When I respond to previous comments in issues, I frequently use > to quote their comment. I find myself doing this frequently, which involves highlighting the text I'm interested in, scrolling back down to the comment box, pasting, and appending it with >. This is tedious.
Proposal
When I highlight comment or description text, display a tooltip on the highlighted text with a "reply" option.
When I click reply, add the highlighted text to the comment box appended with > and snap my view down to it.
@jeremy_ Ohhhh I love this. This has been one of those ideas that has stuck in the back of my head but never created an issue for it. Thanks!
If it's the issue description, we can have it say just “Quote” since it may have been edited by multiple people. If it's a comment we can have it as “Quote and reply”, which will also mention the quoted user. WDYT?
I definitely can relate to the use case here, thanks for this proposal @jeremy_!
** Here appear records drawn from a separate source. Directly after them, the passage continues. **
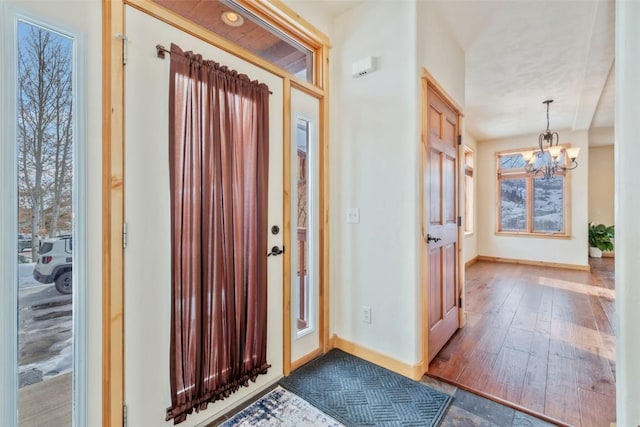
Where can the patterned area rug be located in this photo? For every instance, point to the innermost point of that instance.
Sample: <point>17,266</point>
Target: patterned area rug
<point>279,408</point>
<point>359,393</point>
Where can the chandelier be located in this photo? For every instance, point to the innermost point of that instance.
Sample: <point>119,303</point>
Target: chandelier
<point>549,159</point>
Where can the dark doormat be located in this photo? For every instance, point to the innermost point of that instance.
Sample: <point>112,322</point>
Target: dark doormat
<point>359,393</point>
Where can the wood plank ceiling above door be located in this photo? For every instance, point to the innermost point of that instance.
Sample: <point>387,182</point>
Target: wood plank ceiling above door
<point>251,35</point>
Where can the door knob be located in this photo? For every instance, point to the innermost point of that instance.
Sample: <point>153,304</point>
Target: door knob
<point>432,239</point>
<point>276,251</point>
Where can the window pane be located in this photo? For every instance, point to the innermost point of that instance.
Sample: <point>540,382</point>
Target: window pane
<point>513,196</point>
<point>511,161</point>
<point>548,199</point>
<point>545,159</point>
<point>45,123</point>
<point>250,32</point>
<point>468,217</point>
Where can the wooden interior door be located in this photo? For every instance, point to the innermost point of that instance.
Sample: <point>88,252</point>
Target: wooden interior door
<point>441,219</point>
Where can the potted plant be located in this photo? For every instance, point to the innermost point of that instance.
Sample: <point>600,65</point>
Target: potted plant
<point>600,239</point>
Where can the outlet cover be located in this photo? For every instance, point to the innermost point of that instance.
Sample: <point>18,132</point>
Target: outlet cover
<point>353,216</point>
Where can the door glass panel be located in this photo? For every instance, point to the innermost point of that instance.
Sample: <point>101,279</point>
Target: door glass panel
<point>302,289</point>
<point>45,151</point>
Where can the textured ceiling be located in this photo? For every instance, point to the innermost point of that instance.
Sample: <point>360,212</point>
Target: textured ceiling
<point>519,53</point>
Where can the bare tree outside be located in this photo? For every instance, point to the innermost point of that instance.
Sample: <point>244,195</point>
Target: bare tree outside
<point>44,132</point>
<point>45,147</point>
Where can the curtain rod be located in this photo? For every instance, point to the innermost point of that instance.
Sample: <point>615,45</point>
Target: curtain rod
<point>162,51</point>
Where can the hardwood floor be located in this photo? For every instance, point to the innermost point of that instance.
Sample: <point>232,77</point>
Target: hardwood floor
<point>541,338</point>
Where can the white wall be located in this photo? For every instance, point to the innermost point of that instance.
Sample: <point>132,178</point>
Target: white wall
<point>373,167</point>
<point>470,243</point>
<point>627,152</point>
<point>601,185</point>
<point>313,12</point>
<point>439,52</point>
<point>554,250</point>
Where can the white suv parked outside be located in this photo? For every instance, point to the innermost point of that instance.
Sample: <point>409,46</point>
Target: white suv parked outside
<point>55,262</point>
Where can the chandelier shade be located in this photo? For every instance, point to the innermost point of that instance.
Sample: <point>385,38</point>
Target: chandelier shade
<point>549,159</point>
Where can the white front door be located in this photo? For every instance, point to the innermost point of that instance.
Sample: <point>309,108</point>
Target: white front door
<point>147,215</point>
<point>305,238</point>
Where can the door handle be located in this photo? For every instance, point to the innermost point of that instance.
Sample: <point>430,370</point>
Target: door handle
<point>276,251</point>
<point>432,239</point>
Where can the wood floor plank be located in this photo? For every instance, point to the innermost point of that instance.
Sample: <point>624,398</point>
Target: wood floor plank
<point>475,374</point>
<point>542,338</point>
<point>506,377</point>
<point>597,409</point>
<point>535,384</point>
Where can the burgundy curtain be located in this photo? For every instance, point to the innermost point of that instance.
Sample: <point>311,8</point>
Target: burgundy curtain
<point>218,161</point>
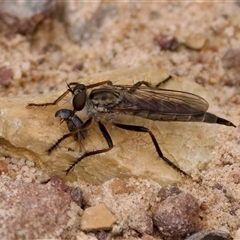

Thanks for sharing your thought here, @annabeldunstone and @pedroms. I feel that getting the micro interaction right is key between making this potentially annoying and a great experience. Let's involve Engineering early for feasibility.
On a first look, "Quote and reply" sounds very absolute to me since I expect that this auto-comments the highlighted quote, instead of pasting this into the comment field for a draft first. Might be me.
@pedroms Do you see a good reason for addressing object descriptions and comments separately?
On a side note, I just learned that you can do this now by highlighting text in an issue and pressing r. Yay for hotkeys, but I had no idea until I read about it in https://gitlab.com/gitlab-org/gitlab-ce/issues/43716
This is also available in discourse forums. Afaik they only have the text "Quote" which seems good to me. The quote will then get inserted into the reply field including some code to link to the relevant comment.
@akaemmerle I do not see a reason why to treat description and comments differently, maybe only if the quote has additional info like linking the user who wrote it. But still this can be handled pretty much the same way I guess.